We're living pretty much on top of coal mines and there's been a lot of accidents around this neighborhood in the past. Even my partners dad, who was a miner, died in a miner accident.

It doesn't seem that they have much hope that anyone survived this accident though. At least if you can believe the news worldwide.

Johnno said...

It could be part of the mythical "swallowed in the belly of a whale" group subconscious deal as espoused by Joseph Campbell.

Alas our heroes rarely escape to continue their quest in this case.

MaryB said...

See? We have the myth thing going - Yea! Joseph Campbell! (thanks for the reminder, Johnno)- and we have Christa's connections (living on top of coal mines + partner's father's mine accident) that tie us into this. Mine disasters just seem to be one of those oft-told tales that we never get away from.
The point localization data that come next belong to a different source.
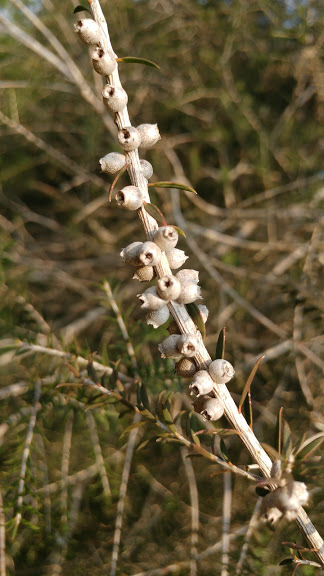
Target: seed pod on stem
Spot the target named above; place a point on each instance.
(176, 258)
(104, 63)
(114, 97)
(129, 138)
(88, 31)
(150, 254)
(158, 317)
(130, 198)
(188, 276)
(188, 345)
(186, 367)
(201, 383)
(147, 169)
(221, 371)
(150, 299)
(144, 274)
(190, 292)
(168, 287)
(209, 408)
(112, 162)
(150, 135)
(130, 254)
(166, 237)
(169, 348)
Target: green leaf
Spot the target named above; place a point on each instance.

And it does look bleak for the guys in West Virginia at this point. We'll see if they emerge alive from the belly of the whale.

Unknown said...

My grandad was a miner in North East Derbyshire - an engineer in the mines to be more precise. I never really talked to him about it. I suppose I was too young when he was getting older and then we drifted apart and I never really knew him whilst I was an adult. A terrible shame really.

Christa and I aren't a million miles away from each other and the Derbyshire/Nottinghamshire coalfield she writes of was where a heck of a lot of men were employed in days gone by.

I was walking through Cresswell [on the Derbyshire/Nottinghashire border] not so long ago - here they had a mining disaster in the 1950s I think where 80 or 90 miners never came home. Just think of the devastation that must reek on a closely knit, small community.

Certainly I feel for the families who lost loved ones in West Virginia - especially having believed they were alive.